Comme en fait effectivement mention un site régional bien connu dont nous reproduisons la photo du dernier edito ci dessus....une sortie aussi compliquée que le Brexit....
En effet, depuis juillet, des autorités financières françaises et européennes jusqu'aux publications économiques en passant par les agences de notation, cela n'arrête pas.
De partout, on met en garde les responsables, on les adjure d'informer des risques les administrateurs et les sociétaires, on souligne les dangers pour les avoirs et la crédibilité en cas de désaffiliation.
Pour accéder à ces informations à ces informations difficiles à trouver dans les publications de la direction actuelle quand elles ne sont pas carrément détournées, chacun peut suivre le chrono que le Collectif tien en suivant le lien suivant
https://dres.fr/wp-breves/chrono-cmb-arkea/
Une fois dans la page, il suffit d'entrer dans le tableau et de cliquer sur n'importe quel document pour en prendre connaissance. On peut même le télécharger après l'avoir lu si on veut.
Ci-après, le communiqué du Collectif du 2 septembre faisant le point de ces mises en garde et risques à ce jour qu'on peut aussi
« Mais à part ça, Madame la Marquise, tout va très bien… »
"A l’instar de la chanson tragicomique en vogue, mais hélas prémonitoire, de 1936, la présentation que la direction actuelle d’Arkea fait de ses résultats du 1er semestre, rendus publics conformément à la réglementation, est surréaliste.
Si on peut reconnaître son autisme habituel lorsqu’elle s’attribue et s’auto-félicite de ses bons résultats sans aucune considération de l’appui, de la notoriété comme des moyens de sa confédération, force est de constater que sa présentation des risques liés à son projet de désaffiliation, pour la première fois reconnus, laisse pantois.

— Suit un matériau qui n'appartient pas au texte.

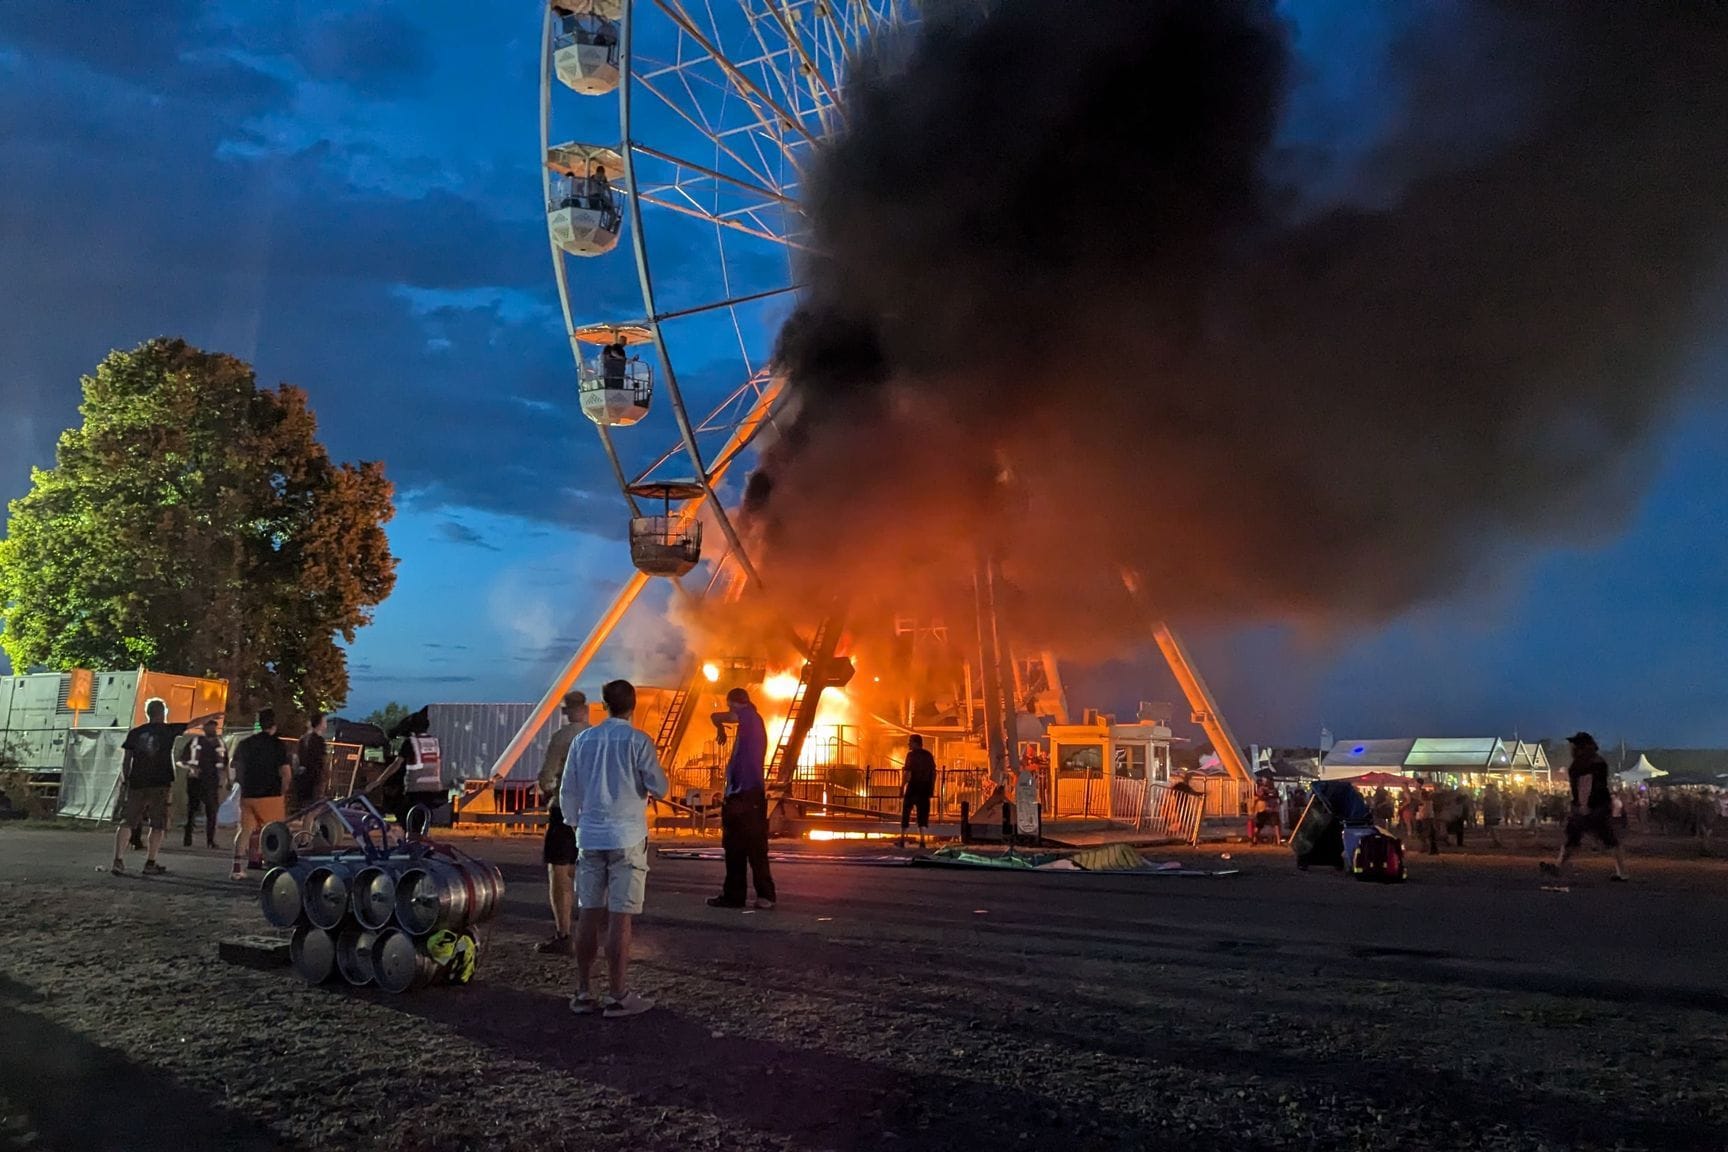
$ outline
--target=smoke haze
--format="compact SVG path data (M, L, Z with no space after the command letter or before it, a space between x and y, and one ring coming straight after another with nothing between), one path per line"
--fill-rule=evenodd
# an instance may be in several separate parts
M1099 655L1123 565L1347 624L1613 530L1725 311L1728 5L1444 11L1370 208L1289 182L1269 3L955 6L861 62L746 497L772 587L961 615L991 548L1019 636ZM1517 110L1475 149L1473 101Z

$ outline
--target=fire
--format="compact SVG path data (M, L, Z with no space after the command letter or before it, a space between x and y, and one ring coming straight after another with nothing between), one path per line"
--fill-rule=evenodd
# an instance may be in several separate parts
M708 681L710 684L719 683L720 666L712 661L702 665L702 679Z
M786 725L793 697L798 694L799 673L790 669L770 672L762 679L762 718L767 722L769 740L776 740ZM798 754L801 775L834 759L844 759L843 750L857 740L852 731L858 722L857 709L844 688L829 688L816 704L816 723Z
M798 673L773 672L762 679L762 695L768 700L790 700L798 694Z

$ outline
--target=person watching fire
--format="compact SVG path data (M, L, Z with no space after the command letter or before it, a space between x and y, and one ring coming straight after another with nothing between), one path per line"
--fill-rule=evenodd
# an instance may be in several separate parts
M774 874L768 867L768 726L750 693L734 688L726 706L738 731L726 761L726 790L720 800L720 846L726 853L726 880L710 908L744 907L744 869L756 881L756 907L774 907Z
M900 798L900 847L906 847L906 832L912 814L918 814L918 847L930 832L930 799L936 795L936 758L924 747L924 737L907 739L906 787Z

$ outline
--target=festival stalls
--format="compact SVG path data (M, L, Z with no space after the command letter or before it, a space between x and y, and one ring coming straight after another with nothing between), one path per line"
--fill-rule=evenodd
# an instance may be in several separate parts
M1340 740L1320 766L1326 780L1351 780L1370 772L1472 787L1489 778L1515 785L1545 784L1550 778L1548 756L1540 744L1498 736Z

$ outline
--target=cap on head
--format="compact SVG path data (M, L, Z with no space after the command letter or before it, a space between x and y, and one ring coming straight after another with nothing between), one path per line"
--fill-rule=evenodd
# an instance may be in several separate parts
M922 748L924 747L924 737L918 735L908 736L906 738L906 746L908 748Z
M316 728L322 723L324 723L324 713L308 712L306 714L306 726L308 728Z
M152 696L144 702L144 715L148 716L152 723L162 723L168 717L168 702L161 697Z
M1588 732L1574 732L1566 737L1566 743L1574 748L1594 748L1596 747L1596 737Z
M586 707L588 707L588 693L580 691L578 689L571 689L570 691L564 693L564 707L565 708L586 708Z
M216 731L216 721L214 721L214 720L204 721L204 731L206 731L206 732Z
M258 709L258 731L268 732L274 727L276 727L276 709Z
M750 693L742 688L733 688L726 693L726 703L729 705L750 703Z
M600 699L606 702L606 711L614 716L628 716L636 711L636 685L628 680L609 680L600 689Z

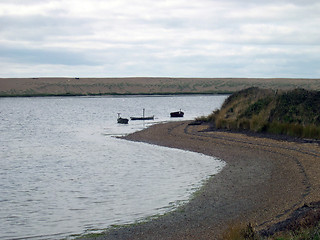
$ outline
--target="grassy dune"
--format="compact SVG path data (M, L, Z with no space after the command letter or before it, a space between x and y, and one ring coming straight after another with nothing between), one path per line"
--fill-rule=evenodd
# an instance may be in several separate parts
M198 120L216 128L320 139L320 91L248 88L232 94L221 109ZM226 240L320 240L320 202L305 204L283 222L256 231L235 223Z
M217 128L320 139L320 92L249 88L206 117Z
M233 93L248 87L320 90L320 79L0 78L0 96Z

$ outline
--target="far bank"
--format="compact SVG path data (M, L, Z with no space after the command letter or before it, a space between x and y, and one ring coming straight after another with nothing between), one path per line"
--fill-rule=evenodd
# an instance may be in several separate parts
M320 90L320 79L298 78L0 78L0 97L226 94L248 87Z

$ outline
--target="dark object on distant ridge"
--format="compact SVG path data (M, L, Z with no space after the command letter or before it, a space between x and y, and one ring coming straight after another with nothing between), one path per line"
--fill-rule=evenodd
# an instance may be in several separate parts
M118 113L118 119L117 119L118 123L121 123L121 124L128 124L129 122L129 119L128 118L122 118L120 117L120 113Z
M201 121L201 120L195 120L195 121L189 123L188 125L190 125L190 126L201 125L202 123L203 123L203 121Z
M183 117L183 115L184 115L184 112L182 112L181 109L178 112L170 113L170 117Z
M154 116L145 117L144 116L145 109L143 109L142 117L130 117L131 120L153 120Z

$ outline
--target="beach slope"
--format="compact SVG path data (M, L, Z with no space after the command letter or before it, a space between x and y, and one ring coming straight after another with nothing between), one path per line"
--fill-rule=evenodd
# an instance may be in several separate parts
M188 123L154 125L125 139L215 156L226 167L176 211L86 239L222 239L231 225L250 222L263 229L319 201L317 143L208 131Z

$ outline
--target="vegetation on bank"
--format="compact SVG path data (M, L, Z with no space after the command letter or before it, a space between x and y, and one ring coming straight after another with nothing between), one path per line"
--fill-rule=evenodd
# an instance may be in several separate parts
M216 128L320 139L320 91L248 88L198 120Z
M285 221L256 231L252 224L233 224L223 235L224 240L320 240L320 202L296 209Z
M218 129L247 130L320 139L320 91L248 88L230 95L221 109L196 119ZM233 224L225 240L320 240L320 202L297 209L269 229Z
M296 230L263 236L256 232L251 224L245 227L233 226L225 232L224 240L320 240L320 224L311 227L301 227Z

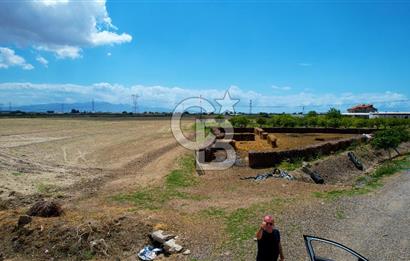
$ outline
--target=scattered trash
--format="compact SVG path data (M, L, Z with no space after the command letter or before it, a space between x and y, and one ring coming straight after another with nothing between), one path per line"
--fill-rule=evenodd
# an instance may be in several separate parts
M175 239L170 239L164 243L164 249L167 253L179 253L182 251L183 247L176 243Z
M302 167L305 167L305 168L310 168L310 167L311 167L311 165L310 165L310 163L309 163L309 162L303 161L303 162L302 162Z
M316 183L316 184L324 184L325 180L317 173L316 171L312 171L307 167L302 167L302 170L310 176L310 178Z
M141 251L138 252L137 256L139 259L144 261L154 260L158 253L163 252L162 248L154 248L153 246L145 246Z
M363 170L363 169L364 169L362 162L356 157L356 155L355 155L353 152L349 151L349 152L347 153L347 156L348 156L349 159L353 162L353 164L355 165L355 167L356 167L357 169L359 169L359 170Z
M58 217L63 213L61 206L53 201L39 201L35 203L28 211L29 216L38 217Z
M166 241L174 238L174 235L171 234L165 234L163 230L156 230L151 233L151 238L152 240L164 244Z
M182 252L183 255L189 255L191 254L191 250L187 249L184 252Z
M156 230L151 233L151 239L154 245L161 244L164 252L174 254L181 252L184 247L177 244L178 236L167 234L163 230Z
M363 137L365 137L367 140L370 140L371 138L373 138L373 136L372 136L371 134L363 133L362 135L363 135Z
M248 176L248 177L242 177L242 180L245 179L253 179L255 181L259 180L265 180L268 178L282 178L282 179L287 179L287 180L293 180L293 176L290 175L287 171L281 170L274 168L270 172L264 173L264 174L258 174L256 176Z

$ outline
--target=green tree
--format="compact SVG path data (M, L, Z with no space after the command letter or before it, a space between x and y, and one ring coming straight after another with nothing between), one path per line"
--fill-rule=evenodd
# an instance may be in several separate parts
M400 144L400 133L396 129L386 129L375 133L371 144L376 149L384 149L389 153L389 159L391 159L390 149L396 150Z
M317 116L317 112L316 111L309 111L306 114L306 117L316 117Z
M256 123L259 125L259 127L262 127L263 125L265 125L267 122L266 118L257 118L256 119Z
M229 121L234 127L246 127L250 122L246 116L234 116Z
M215 119L217 120L223 120L225 117L222 114L218 114L215 116Z
M353 119L350 117L343 117L340 121L340 125L345 128L350 128L353 125Z
M327 113L326 117L329 119L340 119L342 118L342 114L340 111L336 108L331 108Z
M279 125L281 127L295 127L297 120L289 114L282 114L279 116Z
M338 128L340 127L340 119L330 118L327 120L327 127Z

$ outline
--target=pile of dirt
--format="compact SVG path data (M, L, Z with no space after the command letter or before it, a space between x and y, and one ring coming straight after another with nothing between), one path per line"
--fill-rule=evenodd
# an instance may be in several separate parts
M39 201L28 211L27 215L37 217L58 217L63 213L60 204L54 201Z
M1 214L1 213L0 213ZM3 258L30 257L30 260L85 260L128 258L145 244L151 226L135 217L121 216L109 221L72 223L60 218L34 217L17 227L16 217L8 215L0 224Z
M401 154L410 151L410 143L402 143L398 150ZM325 180L326 184L352 185L357 178L362 175L367 175L380 162L388 159L388 152L384 150L374 150L370 145L359 146L353 150L357 158L363 163L364 170L356 168L354 163L349 159L347 153L343 152L336 155L331 155L322 160L318 160L313 164L311 169L319 173ZM392 152L392 156L397 155Z

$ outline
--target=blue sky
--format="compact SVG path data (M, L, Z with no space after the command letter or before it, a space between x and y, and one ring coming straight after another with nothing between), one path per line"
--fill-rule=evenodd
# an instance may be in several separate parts
M256 110L410 110L410 3L92 2L0 2L0 103L129 103L138 92L172 106L231 88Z

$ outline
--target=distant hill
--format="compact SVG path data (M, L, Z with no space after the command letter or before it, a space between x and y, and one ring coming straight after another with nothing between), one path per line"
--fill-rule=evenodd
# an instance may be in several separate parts
M24 112L70 112L71 109L79 110L80 112L91 112L92 105L90 102L86 103L47 103L47 104L32 104L24 106L13 106L13 110L20 110ZM95 112L133 112L133 106L129 104L113 104L109 102L95 102L94 103ZM152 108L152 107L138 107L139 112L169 112L170 109L167 108Z

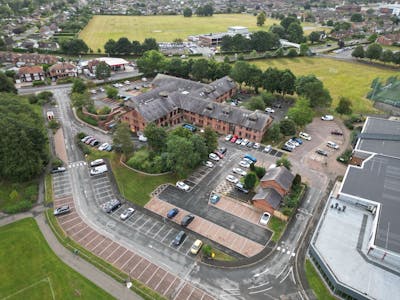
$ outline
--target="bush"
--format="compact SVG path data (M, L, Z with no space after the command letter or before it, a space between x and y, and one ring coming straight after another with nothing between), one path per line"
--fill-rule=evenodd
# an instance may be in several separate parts
M83 154L85 154L85 155L90 154L90 148L85 143L82 143L81 141L78 142L78 148L81 149Z
M58 157L54 158L53 161L51 162L51 166L53 168L58 168L58 167L62 167L63 162L61 159L59 159Z
M165 159L158 155L151 157L151 153L147 149L136 151L127 161L127 165L147 173L162 173L168 171Z
M293 184L294 187L297 187L297 186L299 186L301 184L301 176L300 176L300 174L296 174L296 176L293 179L293 183L292 184Z
M203 255L205 257L211 257L212 248L211 248L210 245L208 245L208 244L204 245L203 248L202 248L202 251L203 251Z
M266 171L264 167L255 167L255 172L258 178L263 178L265 175Z
M35 95L29 95L28 101L30 104L36 104L38 102L38 98Z
M60 123L58 123L57 120L53 119L53 120L49 121L49 125L48 126L49 126L50 129L55 130L55 129L60 128Z
M98 122L97 122L96 119L93 119L92 117L84 115L82 113L81 109L78 109L76 111L76 114L78 115L78 118L81 119L82 121L84 121L84 122L86 122L86 123L88 123L90 125L93 125L93 126L97 126L98 125Z
M353 129L354 129L353 122L351 121L351 119L345 120L345 121L344 121L344 125L345 125L348 129L350 129L350 130L353 130Z
M293 120L284 119L279 123L279 127L283 135L296 134L296 124L293 122Z
M6 214L16 214L19 212L30 210L31 208L32 208L32 203L30 201L21 200L21 201L18 201L18 203L16 203L16 204L6 206L4 208L4 212Z
M66 84L66 83L73 83L75 77L67 77L67 78L61 78L57 80L57 84Z
M46 82L44 82L44 81L42 81L42 80L38 80L38 81L34 81L34 82L32 82L32 86L42 86L42 85L45 85L46 84Z
M43 91L43 92L40 92L39 94L37 94L37 98L48 103L53 98L53 93L50 91Z
M99 110L99 115L108 115L111 112L111 108L108 106L103 106L100 110Z
M349 160L350 160L352 154L353 154L353 151L351 151L350 149L347 149L336 160L342 164L347 165L349 163Z
M87 134L84 133L84 132L79 132L76 136L77 136L77 138L78 138L79 140L81 140L81 139L83 139L85 136L87 136Z

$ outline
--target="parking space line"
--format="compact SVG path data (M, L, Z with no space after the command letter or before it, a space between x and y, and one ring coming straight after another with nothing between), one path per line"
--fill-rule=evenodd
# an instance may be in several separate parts
M133 269L129 271L129 275L131 275L131 273L132 273L133 271L136 270L136 268L141 264L141 262L143 261L143 259L144 259L144 257L143 257L143 256L140 256L140 260L139 260L139 261L137 262L137 264L133 267Z
M139 218L135 219L135 221L132 221L132 225L136 224L137 221L141 220L144 215L140 215Z
M73 234L71 234L71 237L74 237L74 235L78 235L81 231L83 231L83 230L85 230L85 229L87 229L88 228L88 226L86 225L86 223L85 222L83 222L83 224L85 224L85 226L81 229L81 230L79 230L79 231L77 231L77 232L75 232L75 233L73 233Z
M160 281L158 282L158 284L154 288L155 291L157 291L158 286L161 284L161 282L163 282L165 276L167 276L168 274L169 274L169 272L165 270L165 274L164 274L163 278L160 279Z
M76 223L75 225L72 225L72 227L69 227L68 230L73 229L74 227L81 225L83 223L83 221L81 220L79 223Z
M175 276L174 276L175 277ZM169 289L171 288L171 286L175 283L175 281L178 279L178 277L175 277L174 281L171 282L171 284L169 285L169 287L164 291L163 295L166 295L167 292L169 291Z
M190 293L190 295L186 298L186 299L190 299L190 296L192 296L192 294L193 294L193 292L195 291L195 287L194 286L191 286L192 287L192 292Z
M118 261L123 255L125 255L125 253L128 252L128 251L129 251L128 249L125 249L125 252L122 253L116 260L114 260L112 264L114 265L114 263L117 262L117 261Z
M96 232L97 233L97 232ZM90 245L91 242L93 242L95 239L97 239L99 237L99 234L95 235L95 237L93 239L90 240L89 243L87 243L86 245Z
M137 227L137 230L140 230L140 229L142 229L142 227L147 223L147 222L149 222L149 221L151 221L151 219L149 218L149 219L147 219L146 220L146 222L144 222L142 225L140 225L139 227Z
M90 231L86 234L86 235L84 235L83 237L81 237L79 240L77 240L76 242L78 243L78 244L80 244L80 242L81 242L81 240L83 240L85 237L87 237L89 234L91 234L93 232L93 229L90 229Z
M147 285L148 282L150 282L150 280L154 277L154 275L157 273L157 271L160 269L160 267L157 267L157 269L153 272L153 275L150 276L150 278L146 281L143 282L144 284ZM139 278L139 277L138 277Z
M182 244L180 244L177 248L176 248L176 250L178 250L179 251L179 249L181 249L182 248L182 246L186 243L186 241L189 239L189 237L186 237L186 239L183 241L183 243Z
M173 230L173 228L171 228L168 233L164 236L164 238L160 241L160 243L164 242L164 240L169 236L169 234L171 233L171 231Z
M157 224L159 224L159 222L158 222L158 221L155 221L155 222L154 222L154 225L151 226L150 229L146 231L145 235L148 235L148 233L149 233L149 232L154 228L154 226L156 226Z
M102 240L100 243L98 243L98 244L96 245L96 247L94 247L94 248L92 249L92 252L94 252L94 251L96 250L97 247L99 247L101 244L103 244L103 243L106 242L107 240L108 240L108 239L105 238L105 239Z
M132 253L133 256L131 256L131 258L129 258L128 260L126 260L126 262L121 266L120 270L123 270L124 267L136 256L136 254Z
M142 276L143 275L143 273L150 267L150 266L152 266L153 264L151 263L151 262L149 262L149 264L147 265L147 267L146 268L144 268L143 269L143 271L142 271L142 273L140 273L140 275L139 276L137 276L136 278L140 278L140 276Z
M116 244L118 245L117 248L115 248L114 251L111 252L111 254L109 256L107 256L106 261L108 261L108 259L114 254L114 252L119 249L120 245L118 243L116 243Z
M157 233L156 233L155 235L153 235L153 238L155 238L155 237L160 233L160 231L161 231L164 227L165 227L165 224L163 224L163 225L161 226L161 228L157 231Z
M112 244L114 244L114 242L111 240L111 243L110 243L107 247L105 247L103 250L101 250L101 252L99 253L99 256L101 256L101 255L103 254L104 251L106 251L108 248L110 248L110 246L111 246Z

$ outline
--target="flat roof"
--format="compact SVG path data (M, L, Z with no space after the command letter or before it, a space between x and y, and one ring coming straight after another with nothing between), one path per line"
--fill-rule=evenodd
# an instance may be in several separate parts
M400 157L400 122L368 117L356 149Z
M345 212L330 208L346 205ZM400 276L366 259L372 215L365 209L330 198L312 241L336 279L371 299L400 299Z
M375 245L400 253L400 158L374 154L349 166L340 192L382 204Z
M118 65L129 64L129 62L126 61L125 59L118 58L118 57L100 57L97 60L104 61L109 66L118 66Z

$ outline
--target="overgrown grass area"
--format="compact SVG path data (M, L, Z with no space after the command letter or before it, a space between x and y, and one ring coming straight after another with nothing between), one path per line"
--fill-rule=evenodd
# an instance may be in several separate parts
M17 213L29 210L38 195L38 182L0 181L0 210Z
M93 126L97 126L98 125L98 121L90 116L84 115L81 109L77 109L76 110L76 115L78 116L79 119L81 119L82 121L93 125Z
M220 260L220 261L235 261L236 258L233 256L230 256L229 254L226 254L225 252L222 252L216 248L212 249L212 252L214 253L214 260Z
M388 78L398 71L378 66L340 61L322 57L298 57L256 60L262 70L268 67L290 69L296 76L315 74L328 88L332 98L332 107L335 108L339 97L348 97L356 113L376 112L373 103L366 98L371 82L376 77ZM362 75L360 75L362 74Z
M46 188L46 193L45 193L45 204L53 202L53 181L51 174L47 174L45 178L45 188Z
M92 252L86 250L85 248L81 247L81 245L75 243L73 240L71 240L69 237L65 236L64 231L61 229L59 226L56 218L52 214L51 210L46 211L46 219L50 224L50 228L53 230L55 233L57 239L60 241L60 243L67 249L74 251L78 250L79 253L78 255L82 257L83 259L87 260L91 264L93 264L96 268L100 269L104 273L108 274L112 278L114 278L116 281L119 281L121 283L124 283L124 281L128 278L128 275L125 274L124 272L121 272L108 262L104 261L100 257L94 255ZM152 289L148 288L145 286L143 283L132 279L132 287L131 289L135 291L138 295L140 295L143 299L145 300L163 300L161 295L159 295L157 292L153 291Z
M113 299L65 265L33 218L0 228L0 298Z
M250 31L268 30L280 20L267 18L264 26L257 27L256 16L250 14L218 14L212 17L185 18L179 16L94 16L80 32L89 48L103 51L109 39L127 37L130 41L143 42L145 38L155 38L158 42L172 42L176 38L186 40L190 35L210 32L226 32L229 26L245 26ZM313 24L304 23L305 32L317 30Z
M336 298L329 292L329 289L322 281L313 264L308 259L306 259L305 270L308 284L314 291L318 300L336 300Z
M281 219L272 216L271 219L268 222L268 228L271 229L274 234L272 235L271 240L273 242L278 242L279 239L282 236L282 233L284 232L285 228L286 228L286 222L282 221Z

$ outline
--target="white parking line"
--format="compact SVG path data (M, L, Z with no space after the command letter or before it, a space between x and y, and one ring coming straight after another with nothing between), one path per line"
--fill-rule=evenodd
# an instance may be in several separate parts
M106 251L112 244L114 244L113 241L111 241L111 243L110 243L107 247L105 247L103 250L101 250L101 252L99 253L99 256L100 256L101 254L103 254L103 252Z
M97 239L99 237L99 235L97 234L89 243L87 243L86 245L90 245L91 242L93 242L95 239Z
M165 270L164 270L165 271ZM156 287L154 288L155 291L157 291L158 286L160 285L161 282L163 282L165 276L167 276L169 274L168 271L165 271L165 274L163 276L163 278L160 279L160 281L158 282L158 284L156 285Z
M183 244L185 244L186 243L186 241L189 239L189 237L188 236L186 236L186 238L185 238L185 240L183 241L183 243L182 244L180 244L177 248L176 248L176 250L178 250L179 251L179 249L181 249L182 248L182 246L183 246Z
M142 229L142 227L143 227L147 222L149 222L149 221L151 221L151 219L147 219L146 222L144 222L142 225L140 225L139 227L137 227L137 230Z
M151 265L153 265L153 264L152 264L151 262L149 262L149 264L147 265L147 267L143 269L142 273L140 273L140 275L139 275L137 278L139 278L140 276L142 276L143 273L144 273Z
M84 223L84 224L85 224L85 223ZM71 236L73 237L74 235L79 234L81 231L85 230L86 228L88 228L88 226L85 224L85 226L84 226L81 230L79 230L79 231L73 233Z
M147 284L148 282L150 282L150 280L154 277L154 275L156 275L157 271L160 269L160 267L157 267L157 269L153 272L153 275L150 276L150 278L144 282L144 284Z
M135 225L139 220L143 218L144 215L140 215L139 218L136 218L135 221L132 221L132 225Z
M123 270L124 267L133 259L135 258L136 254L133 254L129 259L126 260L126 262L121 266L120 270Z
M116 243L117 244L117 243ZM107 256L106 261L108 261L108 259L114 254L115 251L117 251L119 249L120 245L117 244L117 248L114 249L113 252L111 252L111 254L109 256Z
M171 233L171 231L173 230L173 228L171 228L168 233L164 236L164 238L160 241L160 243L164 242L164 240L169 236L169 234Z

Alors que le dernier courrier des autorités de tutelle la mettait en demeure d’en faire enfin état, elle s’attribue sans vergogne leur publication à son seul souci de transparence....Ne s’y laissent naturellement prendre que ceux qui ne veulent voir ni entendre les nombreuses mises en garde émises à son égard, par nous et bien d’autres, il n’empêche qu’elle tente et réussit encore à duper et à revigorer l’ardeur de ses soutiens.
Cependant, il faut se féliciter que pour la première fois à la suite de cette injonction des autorités, les risques de son opération sont reconnus par elle-même, noir sur blanc. En prime, ainsi mise en demeure de préciser son projet à l’égard de ses caisses locales et de leurs dirigeants, elle laisse transparaître la duperie utilisée lors du premier vote. En effet, alors qu’elle claironnait qu’il ne s’agissait que de se prémunir en cas de « violences portées à son égard », elle ne s’encombre plus de ces menaces sans fondement et affirme sans ambages que le prochain vote qu’elle veut organiser aurait bien pour objet de confirmer l’indépendance.
Pour la première fois, elle reconnaît cependant que ce projet comportera des risques liés à la perte du label mutualiste et au soutien de sa confédération. Comme elle fait mention également de l’importance du poids des indemnités de plusieurs milliards qu’elle devrait extraire de ses résultats pour les remboursements exigés par la confédération du Crédit Mutuel. Plus grave encore, elle est obligée de faire savoir aux sociétaires que l’avenir de leurs parts sociales –les actions mutualistes- pourraient alors devenir incertain jusqu’à être bloqués et donc indisponibles pour leurs détenteurs. Sans parler des conséquences liées à la perte de la signature confédérale qui peut aggraver les risques de défaut de remboursement. Tout comme l’abaissement de sa notation bancaire, déjà engagée, qui rendra plus difficile et onéreux son accès aux liquidités bancaires.
Si le Collectif peut, à son tour, se féliciter de voir ainsi ses mises en garde être reconnues, la satisfaction n’y est pas de mise. Dans les semaines qui viennent nous renforcerons nos efforts pour diffuser largement au sein des sociétaires, administrateurs, clients du CMB, les dangers de ce projet insensé, monté au seul profit de quelques-uns qui ont bien pris soin de se mettre à l’abri, dans une structure à part des salariés, des aléas provoqués par leur décision.
Au-delà des risques pour les clients-mutualistes eux-mêmes, des dangers évoqués et des détériorations déjà supportés, s’obstiner à poursuivre peut aller jusqu’à la destruction d’un outil indispensable qui a prouvé, durant des décennies, son utilité à l’Ouest toute entier. Le Collectif des Mutualistes Bretons appelle les sociétaires et les administrateurs du CMB Arkea à prendre connaissance le plus largement possible de tous ces risques émis jusqu’au niveau des instances de régulation française et européenne pour faire entendre leur voix et exiger de mettre un point final à une aventure qui dévore énergies et finances au mépris de l’intérêt général."